なお、各指標に関しては、以下の記事でそれぞれ詳しく解説していますので、よろしければご参照下さい。
1.日米10年国債利回りとドル円相場
まずは、米国の10年債利回りとドル円相場の推移を比較してみます。
この図から、米長期金利は1980年代より右肩下がりの傾向となっていることが分かります。
また、2018年末から米長期金利が急速に低下していたにもかかわらず、ドル円相場の方は、概ね横ばい(ボックス圏)での推移となっていることが分かります。
そういった意味では、米長期金利だけを見た場合には、ドル安円高の余地があると言えそうです。
次に、米国と日本の10年国債利回りの差をドル円相場の推移と比較したのが以下の図です。
こちらの図では、ドル円相場の動きが、日米の長期金利差と概ね連動していることが見て取れます。
しかし直近では、長期金利差が急激に縮小したため、ドル円相場との乖離も拡大しています。
2.購買力平価とドル円相場
次に、日米の購買力平価とドル円相場の推移を比較してみます。
なお、購買力平価(PPP)に関しては、日米の相対的購買力平価である、消費者物価PPP、企業物価PPP、輸出物価PPPを用いています。
この図からは、ドル円のレートは、企業物価PPPを上限、輸出物価PPPを下限として推移していた時期が長い中で、ここ数年は企業物価PPPより上での推移となっていることが分かります。
つまり、ドル円相場を購買力平価という観点から見た場合には、ドル安円高余地が大きいように思われます。
3.修正ソロスチャートとドル円相場
最後に、修正ソロスチャート(修正マネタリーベース比率)とドル円相場の推移を見ていきます。
この図からは、ドル円相場と修正マネタリーベース比率との相関性が高いことと同時に、両者の乖離が縮小傾向にあることが分かります。
4.総括
ここまで見てきたように、日米10年国債利回りや、購買力平価では、依然として円高余地があるように見えます。
ちなみに、ここ1ヵ月ほどのドル円相場は、概ね105~107円のボックス圏での推移となっています。
また、9月15~16日には、11月初めの米大統領選前で最後となるFOMC(米連邦公開市場委員会)が予定されています。
経済の方は予断を許さないものの、FRB(米連邦準備制度理事会)などの金融政策により急場はしのいだように思われるため、今回のFOMCでは大きな政策変更は行われないものと予想されます。

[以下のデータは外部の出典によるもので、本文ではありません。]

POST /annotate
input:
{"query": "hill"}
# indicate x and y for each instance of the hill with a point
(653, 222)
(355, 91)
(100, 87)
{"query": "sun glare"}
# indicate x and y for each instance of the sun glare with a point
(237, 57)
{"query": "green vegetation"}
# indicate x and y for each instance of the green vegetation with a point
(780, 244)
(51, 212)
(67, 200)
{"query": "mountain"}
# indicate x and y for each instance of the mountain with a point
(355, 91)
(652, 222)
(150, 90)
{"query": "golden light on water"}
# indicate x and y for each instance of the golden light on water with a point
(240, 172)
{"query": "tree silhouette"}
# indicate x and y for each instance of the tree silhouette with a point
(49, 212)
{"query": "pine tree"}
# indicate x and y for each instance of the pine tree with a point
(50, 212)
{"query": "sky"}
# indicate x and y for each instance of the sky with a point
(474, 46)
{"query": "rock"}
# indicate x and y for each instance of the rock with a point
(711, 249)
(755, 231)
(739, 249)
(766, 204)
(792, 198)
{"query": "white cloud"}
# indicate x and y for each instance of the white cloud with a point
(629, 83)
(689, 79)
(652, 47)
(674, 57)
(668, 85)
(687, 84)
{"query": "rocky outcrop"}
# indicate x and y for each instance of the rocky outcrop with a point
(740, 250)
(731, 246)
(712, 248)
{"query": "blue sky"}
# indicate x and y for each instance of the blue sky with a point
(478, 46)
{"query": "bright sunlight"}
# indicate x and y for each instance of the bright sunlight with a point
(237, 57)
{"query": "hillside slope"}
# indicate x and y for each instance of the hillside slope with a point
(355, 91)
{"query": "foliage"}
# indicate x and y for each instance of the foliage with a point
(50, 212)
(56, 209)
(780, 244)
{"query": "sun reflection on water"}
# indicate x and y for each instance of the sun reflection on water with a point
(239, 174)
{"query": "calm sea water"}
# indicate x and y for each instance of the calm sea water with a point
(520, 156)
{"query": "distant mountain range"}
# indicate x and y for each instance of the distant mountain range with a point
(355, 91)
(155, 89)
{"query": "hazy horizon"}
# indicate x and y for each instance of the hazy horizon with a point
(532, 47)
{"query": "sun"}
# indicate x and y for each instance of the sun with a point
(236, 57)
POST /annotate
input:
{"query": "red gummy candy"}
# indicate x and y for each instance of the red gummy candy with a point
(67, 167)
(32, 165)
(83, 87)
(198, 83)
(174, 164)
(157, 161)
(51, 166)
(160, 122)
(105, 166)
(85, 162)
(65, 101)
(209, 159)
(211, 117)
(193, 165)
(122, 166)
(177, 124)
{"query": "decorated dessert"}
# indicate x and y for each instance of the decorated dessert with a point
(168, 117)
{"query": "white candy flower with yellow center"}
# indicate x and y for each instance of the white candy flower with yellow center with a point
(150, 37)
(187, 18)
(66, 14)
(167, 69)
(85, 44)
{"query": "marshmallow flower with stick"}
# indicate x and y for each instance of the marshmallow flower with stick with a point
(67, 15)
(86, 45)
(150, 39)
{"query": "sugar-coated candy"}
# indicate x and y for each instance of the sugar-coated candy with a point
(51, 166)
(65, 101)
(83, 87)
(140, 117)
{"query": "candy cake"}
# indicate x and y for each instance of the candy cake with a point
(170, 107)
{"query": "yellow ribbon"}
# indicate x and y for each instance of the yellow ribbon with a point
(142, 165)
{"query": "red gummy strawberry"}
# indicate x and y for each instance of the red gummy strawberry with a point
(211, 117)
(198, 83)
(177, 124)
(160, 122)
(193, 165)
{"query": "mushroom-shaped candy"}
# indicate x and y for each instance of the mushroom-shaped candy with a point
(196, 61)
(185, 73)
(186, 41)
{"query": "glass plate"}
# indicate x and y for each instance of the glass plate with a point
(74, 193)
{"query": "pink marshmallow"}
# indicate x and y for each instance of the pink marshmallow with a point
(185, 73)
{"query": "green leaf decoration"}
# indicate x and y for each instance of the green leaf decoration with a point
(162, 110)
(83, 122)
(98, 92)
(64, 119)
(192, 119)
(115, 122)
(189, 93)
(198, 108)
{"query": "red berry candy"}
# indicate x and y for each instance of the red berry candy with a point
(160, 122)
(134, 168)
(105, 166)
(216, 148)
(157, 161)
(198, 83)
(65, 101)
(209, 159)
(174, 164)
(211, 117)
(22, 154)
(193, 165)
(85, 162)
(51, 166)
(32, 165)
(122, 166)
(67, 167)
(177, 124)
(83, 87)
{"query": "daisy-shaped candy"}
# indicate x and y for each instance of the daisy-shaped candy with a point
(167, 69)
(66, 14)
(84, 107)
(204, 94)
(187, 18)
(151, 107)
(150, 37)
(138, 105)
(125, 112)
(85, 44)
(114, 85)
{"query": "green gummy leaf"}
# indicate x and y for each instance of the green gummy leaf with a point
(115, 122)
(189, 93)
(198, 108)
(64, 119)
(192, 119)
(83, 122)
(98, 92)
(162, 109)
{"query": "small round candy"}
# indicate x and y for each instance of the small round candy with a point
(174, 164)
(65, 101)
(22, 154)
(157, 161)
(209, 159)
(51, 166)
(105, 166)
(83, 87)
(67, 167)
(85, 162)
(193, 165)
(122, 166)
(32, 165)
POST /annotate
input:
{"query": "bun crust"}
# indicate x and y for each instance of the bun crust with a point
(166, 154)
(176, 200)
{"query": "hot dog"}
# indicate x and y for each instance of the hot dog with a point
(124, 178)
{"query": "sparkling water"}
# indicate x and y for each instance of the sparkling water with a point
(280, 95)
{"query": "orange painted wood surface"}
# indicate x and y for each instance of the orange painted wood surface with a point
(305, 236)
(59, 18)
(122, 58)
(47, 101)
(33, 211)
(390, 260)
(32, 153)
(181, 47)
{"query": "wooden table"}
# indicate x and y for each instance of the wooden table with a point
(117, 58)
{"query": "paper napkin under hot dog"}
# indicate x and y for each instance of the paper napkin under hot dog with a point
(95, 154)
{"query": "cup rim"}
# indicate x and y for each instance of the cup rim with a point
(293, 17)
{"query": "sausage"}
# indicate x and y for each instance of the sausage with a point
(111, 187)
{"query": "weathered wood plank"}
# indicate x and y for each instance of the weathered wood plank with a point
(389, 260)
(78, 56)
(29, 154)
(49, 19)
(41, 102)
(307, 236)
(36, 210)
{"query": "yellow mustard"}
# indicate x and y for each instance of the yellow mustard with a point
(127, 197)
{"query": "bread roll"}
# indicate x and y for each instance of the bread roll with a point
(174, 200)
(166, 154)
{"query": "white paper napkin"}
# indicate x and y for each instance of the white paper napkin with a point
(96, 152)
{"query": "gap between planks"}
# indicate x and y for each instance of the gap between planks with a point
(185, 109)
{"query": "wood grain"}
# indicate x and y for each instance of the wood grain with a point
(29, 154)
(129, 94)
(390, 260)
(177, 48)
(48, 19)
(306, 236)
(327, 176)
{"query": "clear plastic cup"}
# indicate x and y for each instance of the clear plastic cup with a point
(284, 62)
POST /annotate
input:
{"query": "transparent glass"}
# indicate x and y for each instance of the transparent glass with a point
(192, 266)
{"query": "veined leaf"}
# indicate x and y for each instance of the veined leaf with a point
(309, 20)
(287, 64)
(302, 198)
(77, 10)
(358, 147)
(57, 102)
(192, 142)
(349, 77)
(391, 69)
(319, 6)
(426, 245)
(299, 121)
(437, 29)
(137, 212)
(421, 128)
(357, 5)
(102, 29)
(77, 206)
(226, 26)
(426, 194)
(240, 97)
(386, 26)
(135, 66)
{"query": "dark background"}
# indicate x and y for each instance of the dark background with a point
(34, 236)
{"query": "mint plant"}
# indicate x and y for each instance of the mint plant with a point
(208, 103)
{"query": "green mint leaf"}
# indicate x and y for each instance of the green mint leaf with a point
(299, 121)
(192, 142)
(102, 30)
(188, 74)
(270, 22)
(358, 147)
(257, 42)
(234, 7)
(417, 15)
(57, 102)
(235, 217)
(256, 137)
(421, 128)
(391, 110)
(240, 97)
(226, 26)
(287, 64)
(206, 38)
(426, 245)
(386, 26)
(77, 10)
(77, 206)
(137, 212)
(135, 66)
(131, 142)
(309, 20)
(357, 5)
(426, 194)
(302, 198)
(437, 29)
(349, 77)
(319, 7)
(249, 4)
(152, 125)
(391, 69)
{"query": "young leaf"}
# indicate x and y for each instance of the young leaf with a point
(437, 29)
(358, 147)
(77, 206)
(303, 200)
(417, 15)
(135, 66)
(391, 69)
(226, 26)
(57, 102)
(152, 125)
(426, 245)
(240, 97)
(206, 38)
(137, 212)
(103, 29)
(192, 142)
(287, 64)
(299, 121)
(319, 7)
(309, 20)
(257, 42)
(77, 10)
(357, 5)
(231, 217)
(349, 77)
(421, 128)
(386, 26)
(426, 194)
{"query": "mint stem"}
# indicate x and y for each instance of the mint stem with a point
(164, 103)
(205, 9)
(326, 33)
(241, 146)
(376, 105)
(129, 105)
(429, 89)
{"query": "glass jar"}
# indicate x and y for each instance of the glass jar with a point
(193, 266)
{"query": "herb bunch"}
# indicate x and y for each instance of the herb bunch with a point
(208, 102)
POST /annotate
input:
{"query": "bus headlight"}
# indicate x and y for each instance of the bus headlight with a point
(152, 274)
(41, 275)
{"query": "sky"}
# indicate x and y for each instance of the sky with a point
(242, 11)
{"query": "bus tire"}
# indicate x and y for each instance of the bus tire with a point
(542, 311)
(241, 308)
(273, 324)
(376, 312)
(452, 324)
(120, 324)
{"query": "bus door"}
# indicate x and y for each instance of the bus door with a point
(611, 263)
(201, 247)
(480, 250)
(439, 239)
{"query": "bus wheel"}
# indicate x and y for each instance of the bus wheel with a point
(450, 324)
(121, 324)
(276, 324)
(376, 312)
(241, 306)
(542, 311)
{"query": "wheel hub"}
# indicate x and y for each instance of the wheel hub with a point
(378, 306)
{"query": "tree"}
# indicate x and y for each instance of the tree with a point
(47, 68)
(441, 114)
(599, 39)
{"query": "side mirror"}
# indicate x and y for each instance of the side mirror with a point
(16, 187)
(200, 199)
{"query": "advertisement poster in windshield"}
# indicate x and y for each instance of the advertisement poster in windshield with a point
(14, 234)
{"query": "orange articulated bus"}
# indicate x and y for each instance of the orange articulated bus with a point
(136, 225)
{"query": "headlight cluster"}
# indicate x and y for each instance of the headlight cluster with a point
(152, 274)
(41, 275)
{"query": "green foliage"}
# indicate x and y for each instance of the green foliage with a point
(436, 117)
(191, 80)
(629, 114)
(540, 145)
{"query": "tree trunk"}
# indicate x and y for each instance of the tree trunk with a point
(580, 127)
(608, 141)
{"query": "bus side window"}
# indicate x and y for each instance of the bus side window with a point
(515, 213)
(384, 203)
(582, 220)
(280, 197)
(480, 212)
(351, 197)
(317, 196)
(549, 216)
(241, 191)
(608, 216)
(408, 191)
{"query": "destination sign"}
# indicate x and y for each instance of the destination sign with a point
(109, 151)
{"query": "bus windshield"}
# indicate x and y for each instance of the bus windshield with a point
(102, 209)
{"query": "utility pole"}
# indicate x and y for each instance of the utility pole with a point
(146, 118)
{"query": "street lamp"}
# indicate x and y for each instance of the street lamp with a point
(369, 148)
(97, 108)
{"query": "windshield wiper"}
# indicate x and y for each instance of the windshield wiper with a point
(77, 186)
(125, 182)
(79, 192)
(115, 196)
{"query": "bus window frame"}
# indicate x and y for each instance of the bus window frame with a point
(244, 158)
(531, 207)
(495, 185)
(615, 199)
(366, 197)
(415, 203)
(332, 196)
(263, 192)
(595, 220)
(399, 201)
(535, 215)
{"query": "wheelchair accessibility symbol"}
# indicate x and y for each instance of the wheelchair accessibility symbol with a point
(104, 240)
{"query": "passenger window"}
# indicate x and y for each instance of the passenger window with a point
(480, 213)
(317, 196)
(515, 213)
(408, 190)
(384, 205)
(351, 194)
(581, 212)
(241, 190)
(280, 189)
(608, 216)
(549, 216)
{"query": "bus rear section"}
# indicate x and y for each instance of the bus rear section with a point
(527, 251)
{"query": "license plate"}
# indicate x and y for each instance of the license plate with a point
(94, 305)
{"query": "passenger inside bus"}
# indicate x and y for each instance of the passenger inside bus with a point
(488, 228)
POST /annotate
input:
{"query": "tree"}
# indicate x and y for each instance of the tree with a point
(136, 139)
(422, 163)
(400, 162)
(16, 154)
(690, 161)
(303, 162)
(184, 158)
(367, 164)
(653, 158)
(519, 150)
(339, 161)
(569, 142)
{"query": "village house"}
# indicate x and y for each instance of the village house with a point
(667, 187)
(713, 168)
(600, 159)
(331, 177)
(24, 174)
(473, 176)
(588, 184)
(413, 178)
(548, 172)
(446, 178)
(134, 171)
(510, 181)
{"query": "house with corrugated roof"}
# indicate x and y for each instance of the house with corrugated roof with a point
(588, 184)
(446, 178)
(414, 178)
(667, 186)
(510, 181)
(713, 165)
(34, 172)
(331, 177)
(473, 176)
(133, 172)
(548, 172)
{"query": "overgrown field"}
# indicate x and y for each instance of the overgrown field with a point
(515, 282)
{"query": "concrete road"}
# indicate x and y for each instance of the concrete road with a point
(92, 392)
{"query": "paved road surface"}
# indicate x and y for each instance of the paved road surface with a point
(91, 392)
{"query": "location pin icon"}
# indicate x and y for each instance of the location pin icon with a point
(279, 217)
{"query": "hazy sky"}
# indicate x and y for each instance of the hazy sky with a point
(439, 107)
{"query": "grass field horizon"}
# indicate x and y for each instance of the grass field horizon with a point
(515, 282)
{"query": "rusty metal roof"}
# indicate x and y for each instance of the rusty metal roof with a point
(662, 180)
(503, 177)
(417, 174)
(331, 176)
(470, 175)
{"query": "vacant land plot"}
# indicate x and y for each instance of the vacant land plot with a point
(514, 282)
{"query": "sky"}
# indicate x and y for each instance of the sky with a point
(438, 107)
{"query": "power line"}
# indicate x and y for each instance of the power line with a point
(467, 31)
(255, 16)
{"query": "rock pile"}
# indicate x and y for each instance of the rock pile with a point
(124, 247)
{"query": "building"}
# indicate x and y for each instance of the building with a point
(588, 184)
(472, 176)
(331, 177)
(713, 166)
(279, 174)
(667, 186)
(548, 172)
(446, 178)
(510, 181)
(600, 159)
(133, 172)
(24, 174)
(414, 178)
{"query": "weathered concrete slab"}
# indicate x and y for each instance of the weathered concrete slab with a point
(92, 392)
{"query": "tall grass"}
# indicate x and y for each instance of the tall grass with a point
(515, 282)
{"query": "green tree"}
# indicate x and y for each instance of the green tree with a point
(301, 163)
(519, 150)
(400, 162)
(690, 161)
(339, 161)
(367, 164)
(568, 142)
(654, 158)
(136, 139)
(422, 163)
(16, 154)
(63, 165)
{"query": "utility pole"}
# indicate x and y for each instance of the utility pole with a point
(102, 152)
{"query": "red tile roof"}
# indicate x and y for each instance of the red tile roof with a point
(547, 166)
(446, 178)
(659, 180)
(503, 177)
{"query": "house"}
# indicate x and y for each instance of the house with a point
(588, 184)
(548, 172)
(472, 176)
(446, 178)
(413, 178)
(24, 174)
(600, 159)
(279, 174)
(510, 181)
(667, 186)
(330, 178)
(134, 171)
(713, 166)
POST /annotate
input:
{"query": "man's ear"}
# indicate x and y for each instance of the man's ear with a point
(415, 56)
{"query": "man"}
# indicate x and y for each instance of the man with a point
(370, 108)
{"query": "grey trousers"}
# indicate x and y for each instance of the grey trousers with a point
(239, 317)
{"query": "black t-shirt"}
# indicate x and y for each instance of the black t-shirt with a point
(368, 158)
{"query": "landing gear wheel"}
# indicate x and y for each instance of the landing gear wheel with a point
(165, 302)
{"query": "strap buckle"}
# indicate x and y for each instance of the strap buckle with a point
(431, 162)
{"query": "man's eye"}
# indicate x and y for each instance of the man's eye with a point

とはいえ、コロナ禍の終息が早期に見込めない現状では、米国をはじめとした主要国の金融政策が当面の間、少なくとも維持されることは間違いないでしょう。
そうなるとドル円相場は、現在0.7%近くの米長期金利の行方次第、つまり米国の景気見通しにかかってくることになりそうです。
そして、米大統領選挙があり、各企業の第2四半期(7~9月)決算が集中する11月初めまでは、ドル円相場も様子見となり、動意に乏しい展開となるのではないでしょうか。